The profile I provide includes interactions, side effects and warnings and nutrient depletions. In some cases additional units are selected that add suggestions for natural alernatives to prescription medication. Another unit may be review of lab work to pin point body system weaknesses and suggested nutritional support, or general body systems analysis that confirms the lab analysis review.
I have developed this system over a decade or more. The lab report review is based on a system of biochemistry rather than quantified actuarial machine values. It is a very unique way of evaluating human health, especially when it shows problems missed by the narrow, lineal, Newtonian model known as mainstream medicine.
It does not surprise me that in six years the FDA has failed to make a point to doctors, to the level that quite a few people have suffered needlessly.
The surprise isn't there either when I think of the FDA bureaucrat who told me earlier this year that if a doctor doesn't tell pateints about the issues related to drugs they prescribe, people should complain to the state medical board.
And of course many of us know how ineffective such attempts can be.
FDA: Some cholesterol and heart drugs don't mix
Fri Aug 8, 2008
Patients taking some common medications for high cholesterol and irregular heart beats can suffer severe muscle damage because of a problem in the way the drugs interact, the government warned on Friday.
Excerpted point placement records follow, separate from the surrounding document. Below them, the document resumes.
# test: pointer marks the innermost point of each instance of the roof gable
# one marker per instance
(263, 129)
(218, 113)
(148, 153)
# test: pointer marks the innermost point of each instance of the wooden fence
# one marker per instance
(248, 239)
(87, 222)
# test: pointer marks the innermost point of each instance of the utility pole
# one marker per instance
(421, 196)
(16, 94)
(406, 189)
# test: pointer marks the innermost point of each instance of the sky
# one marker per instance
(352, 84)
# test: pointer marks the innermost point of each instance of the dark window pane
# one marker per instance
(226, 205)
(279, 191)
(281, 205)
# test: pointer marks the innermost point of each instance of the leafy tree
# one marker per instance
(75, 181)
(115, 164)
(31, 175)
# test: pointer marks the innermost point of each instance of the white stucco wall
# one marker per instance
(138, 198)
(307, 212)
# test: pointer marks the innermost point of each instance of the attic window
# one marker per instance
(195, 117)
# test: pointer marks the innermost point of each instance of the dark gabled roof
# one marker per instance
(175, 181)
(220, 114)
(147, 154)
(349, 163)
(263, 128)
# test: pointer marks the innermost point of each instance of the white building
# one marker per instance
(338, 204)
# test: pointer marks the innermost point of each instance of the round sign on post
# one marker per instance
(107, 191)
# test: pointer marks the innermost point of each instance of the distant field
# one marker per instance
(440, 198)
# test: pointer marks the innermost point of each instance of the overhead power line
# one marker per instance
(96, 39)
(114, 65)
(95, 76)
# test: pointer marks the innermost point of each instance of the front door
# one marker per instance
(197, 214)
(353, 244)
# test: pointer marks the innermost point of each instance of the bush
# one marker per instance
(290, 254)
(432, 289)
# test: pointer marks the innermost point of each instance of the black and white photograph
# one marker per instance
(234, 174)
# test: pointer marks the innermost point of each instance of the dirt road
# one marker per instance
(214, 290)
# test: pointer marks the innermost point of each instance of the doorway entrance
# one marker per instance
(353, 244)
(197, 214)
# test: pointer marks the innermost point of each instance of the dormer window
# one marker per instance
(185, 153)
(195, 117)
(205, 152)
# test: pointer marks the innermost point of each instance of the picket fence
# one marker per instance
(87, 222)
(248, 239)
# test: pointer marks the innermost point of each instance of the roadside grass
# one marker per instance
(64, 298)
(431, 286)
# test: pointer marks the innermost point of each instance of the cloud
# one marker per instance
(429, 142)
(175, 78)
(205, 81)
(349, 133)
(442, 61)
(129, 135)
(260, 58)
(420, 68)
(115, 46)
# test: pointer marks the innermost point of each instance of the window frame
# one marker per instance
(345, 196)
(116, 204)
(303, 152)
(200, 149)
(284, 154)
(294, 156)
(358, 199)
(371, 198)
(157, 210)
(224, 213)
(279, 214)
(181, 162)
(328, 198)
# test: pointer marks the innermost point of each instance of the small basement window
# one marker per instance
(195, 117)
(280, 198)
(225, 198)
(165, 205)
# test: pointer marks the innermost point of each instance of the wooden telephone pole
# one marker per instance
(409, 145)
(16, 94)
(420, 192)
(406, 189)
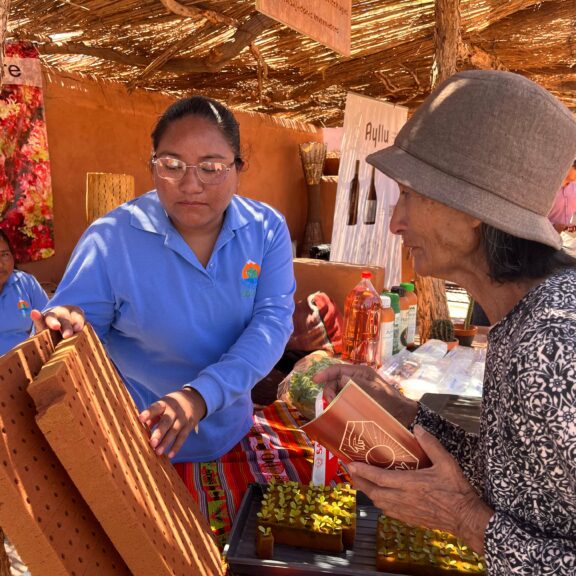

The Food and Drug Administration said doctors should use extra care when prescribing Zocor, generic Zocor, or Vytorin to patients who are also taking amiodarone, a heart rhythm drug marketed as Cordarone or Pacerone. The danger is higher for patients taking more than 20 milligrams a day of the cholesterol drugs, the agency said.
The generic name for the cholesterol medications is simvastatin.
Muscle injury is a risk with any of the cholesterol drugs known as statins, including Lipitor, particularly for the elderly. Although the risk of such injuries is low overall, they can be serious because they can lead to kidney failure and even death.
The FDA urged doctors to consider switching patients who are taking the heart rhythm drug to other statins for controlling cholesterol. The heart medication is mainly used to treat irregular rhythms in the ventricles, the heart chambers that pump blood to the lungs and body.
A previous warning dating back to 2002 about the drug interaction apparently has not put an end to the problem. The FDA said since that time it has received 52 reports of serious muscle injury to patients taking the combination of medications, and almost all the patients had to be hospitalized.